A few weeks back, I had the opportunity to teach a course on pathways to universal health care in the United States. To be clear, I have a very particular viewpoint on this—I literally co-wrote the book on Medicare for All. But I do my best to explain precisely why Medicare for All is head and shoulders a more efficient, effective, and yes, even politically plausible approach to solving our health care crisis.
Yet as someone who spends a lot of my time thinking about our health care system, I sometimes forget just how inured I’ve become to how broken it really is. And I was reminded anew by the disgusted reaction my students had to some of the most galling aspects of American health care we tend to take for granted. There were a lot of things they didn’t like, but none elicited quite the same reaction as the concept of a deductible.

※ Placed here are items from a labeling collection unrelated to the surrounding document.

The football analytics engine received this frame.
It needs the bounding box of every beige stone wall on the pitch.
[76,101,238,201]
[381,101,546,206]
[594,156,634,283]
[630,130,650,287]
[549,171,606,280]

Many of you are probably shuttering just thinking about your deductible. That’s because, if you think about it, a deductible is the paywall to get the insurance you already paid for. It’s like signing up for a streaming service and then having to pay extra to watch the movie you wanted, except that it’s thousands of dollars instead of $14.99. Health insurance companies use deductibles to kick costs back onto their beneficiaries, who may choose to pay less up front in premiums (what you have to pay every two weeks to have health insurance).
Deductibles have more than doubled over the past decade. One 2020 estimate put the median family deductible at $8,439. Considering the median American family earned $67,521 that same year, you can imagine the financial burden the deductible adds. It means that despite being insured, families are left paying out of pocket for every single health care interaction until they reach their deductible, which some families never reach. That’s on top of paying their premiums, which have increased by 55 percent over the past decade.
Given the rapidly increasing deductibles and the financial strain they put on families, the Kaiser Family Foundation calculated an annual “Deductible Relief Day,” the day when the average family finally pays down its deductible—like a bizarro, late-stage-capitalism family Black Friday. In 2019, Deductible Relief Day didn’t come until May 19—meaning that for nearly half the year, insured families had to pay out of pocket for their health care.
And those deductibles renew every year. So for millions of families, time is running out to fit in those last-minute health care needs. When the clock strikes 12 in just 35 days, on January 1, 2022, they’ll find their health care back behind the deductible paywall. It gives Black Friday a whole new meaning.
Health insurers argue that deductibles are a simple “cost-sharing” strategy—forcing patients to have “skin in the game” when it comes to using health care (beyond their actual skin, I guess?). Cost-sharing, they argue, prevents beneficiaries from using unnecessary, “low-value” health care. They point to an outdated 1970s-era experiment run by the Rand Corporation. It showed that patients who had to pay at the point of care did, in fact, use less health care and that their health outcomes were no different than those who did not have to pay. The health care they forwent, the study suggests, was “low value,” unnecessary care.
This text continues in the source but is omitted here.